On all platforms except IBM i, this directories also has the 't' sticky bit set which prevents a user from deleting any files except the ones for which they are the owner. This prevents an unauthorized user from deleting files that they do not own. 
/var/mqm/sockets/QMGR/@ipcc/ssem/hostname/
/var/mqm/sockets/QMGR/@app/ssem/hostname/
[UNIX]For processes that connect to IBM MQ using shared bindings then UNIX domain sockets might be used to synchronize between the application and the queue manager. When UNIX domain sockets are being used then the associated socket file is created in these directories.
The permissions on these directories are drwxrwsrwt and the permissions of the socket files created in these directories are srwxrwxrwx.
The SetGroupId bit 's' on these directories ensures that all files created in these directories have the group ownership of 'mqm'.
On all platforms except IBM i, these directories also have the 't' sticky bit set which prevents a user from deleting any files except the ones for which they are the owner. This prevents an unauthorized user from deleting files that they do not own.
HOME
A ${HOME}/.mqm directory is created when using an unregistered or non-installed version of IBM MQ, such as the redistributable client.
The directory is created so that IBM MQ has a reliable way of accessing its socket files using a path that fits within the sun_path length. If IBM MQ cannot write to the HOME directory you receive an error message.
Use of System V IPC resources by IBM MQ

IBM MQ uses System V shared memory and semaphores for inter-process communication.
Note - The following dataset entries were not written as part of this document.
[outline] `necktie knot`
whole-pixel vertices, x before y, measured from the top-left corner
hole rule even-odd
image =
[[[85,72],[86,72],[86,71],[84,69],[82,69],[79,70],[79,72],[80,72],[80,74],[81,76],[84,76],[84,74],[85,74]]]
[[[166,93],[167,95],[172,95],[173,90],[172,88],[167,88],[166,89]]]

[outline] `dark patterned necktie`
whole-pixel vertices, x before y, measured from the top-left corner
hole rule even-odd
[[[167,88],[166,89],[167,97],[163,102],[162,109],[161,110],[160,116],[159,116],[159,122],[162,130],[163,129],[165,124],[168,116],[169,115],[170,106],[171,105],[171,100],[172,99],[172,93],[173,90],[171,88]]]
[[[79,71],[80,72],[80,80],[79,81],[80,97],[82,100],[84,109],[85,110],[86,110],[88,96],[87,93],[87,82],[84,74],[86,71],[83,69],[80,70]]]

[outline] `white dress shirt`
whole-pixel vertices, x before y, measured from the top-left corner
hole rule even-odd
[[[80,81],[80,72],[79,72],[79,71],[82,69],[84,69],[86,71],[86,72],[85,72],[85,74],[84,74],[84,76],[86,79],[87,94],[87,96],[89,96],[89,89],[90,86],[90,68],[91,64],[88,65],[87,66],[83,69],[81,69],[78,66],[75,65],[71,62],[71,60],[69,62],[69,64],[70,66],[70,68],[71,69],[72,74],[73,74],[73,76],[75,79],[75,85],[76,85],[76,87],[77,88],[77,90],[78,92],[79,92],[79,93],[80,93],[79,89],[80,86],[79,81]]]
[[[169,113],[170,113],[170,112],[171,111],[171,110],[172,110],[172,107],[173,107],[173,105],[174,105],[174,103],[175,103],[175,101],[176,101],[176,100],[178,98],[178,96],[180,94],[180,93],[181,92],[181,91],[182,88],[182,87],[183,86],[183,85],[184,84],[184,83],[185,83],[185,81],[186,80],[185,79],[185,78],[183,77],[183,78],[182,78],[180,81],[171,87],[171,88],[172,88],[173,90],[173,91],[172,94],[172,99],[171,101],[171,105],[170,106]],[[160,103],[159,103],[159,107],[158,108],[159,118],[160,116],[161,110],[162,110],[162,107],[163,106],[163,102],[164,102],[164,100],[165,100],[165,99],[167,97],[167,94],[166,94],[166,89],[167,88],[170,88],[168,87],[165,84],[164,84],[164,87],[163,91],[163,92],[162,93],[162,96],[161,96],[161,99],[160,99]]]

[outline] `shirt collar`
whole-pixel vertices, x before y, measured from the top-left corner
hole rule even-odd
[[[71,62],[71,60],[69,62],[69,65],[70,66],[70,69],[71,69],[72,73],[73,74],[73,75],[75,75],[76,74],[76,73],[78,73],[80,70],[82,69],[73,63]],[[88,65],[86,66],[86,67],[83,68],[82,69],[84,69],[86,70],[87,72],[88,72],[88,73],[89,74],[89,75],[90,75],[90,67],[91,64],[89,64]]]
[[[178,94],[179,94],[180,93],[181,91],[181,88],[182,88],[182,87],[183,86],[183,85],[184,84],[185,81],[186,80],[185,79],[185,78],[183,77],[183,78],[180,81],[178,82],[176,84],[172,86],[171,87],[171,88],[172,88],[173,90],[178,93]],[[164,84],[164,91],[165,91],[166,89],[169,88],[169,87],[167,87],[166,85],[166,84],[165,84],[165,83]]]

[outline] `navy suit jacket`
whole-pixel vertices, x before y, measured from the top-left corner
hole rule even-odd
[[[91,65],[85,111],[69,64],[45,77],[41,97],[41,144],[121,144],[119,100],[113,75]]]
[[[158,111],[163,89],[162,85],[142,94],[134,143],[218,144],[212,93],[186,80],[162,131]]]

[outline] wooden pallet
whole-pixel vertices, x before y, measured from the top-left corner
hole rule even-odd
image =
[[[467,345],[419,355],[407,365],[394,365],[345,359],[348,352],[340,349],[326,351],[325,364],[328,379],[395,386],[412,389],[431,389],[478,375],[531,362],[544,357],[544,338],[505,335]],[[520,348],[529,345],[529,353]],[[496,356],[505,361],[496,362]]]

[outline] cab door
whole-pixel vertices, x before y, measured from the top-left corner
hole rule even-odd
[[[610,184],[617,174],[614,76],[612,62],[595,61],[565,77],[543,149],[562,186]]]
These resources are grouped according to how they are used with each group having appropriate ownership and access permissions.

To verify which of the System V IPC resources on a system belong to IBM MQ you can:
  • Check the ownership.

    The owning user of IBM MQ System V IPC resources is always the 'mqm' user on UNIX platforms and Linux. On IBM i the owning user is 'QMQM'.

  • IBM MQ 8.0 and later, use the amqspdbg utility.

    The amqspdbg utility which is shipped with IBM MQ can be used to display the shared memory and semaphore id's for a given queue manager.

    You must issue the command once for the 'system' group of System V resources created by IBM MQ 
    # amqspbg -z -I
    and then four times for each queue manager on the system to get the complete list of System V resources used by IBM MQ. Assume a queue manager name of QMGR1 in the following examples:. 
    # amqspdbg -i QMGR1 -I
# amqspdbg -q QMGR1 -I
# amqspdbg -p QMGR1 -I
# amqspdbg -a QMGR1 -I

The access permissions on the System V resources created by IBM MQ are set to grant only the correct level of access to the permitted users. A number of the System V IPC resources created by IBM MQ are accessible to all users on the machine and have permissions of -rw-rw-rw-.

The -g ApplicationGroup parameter on the crtmqm command can be used to restrict access to a queue manager to membership of a specific operating system group. The use of this restricted group functionality restricts the permissions granted on the System V IPC resources further.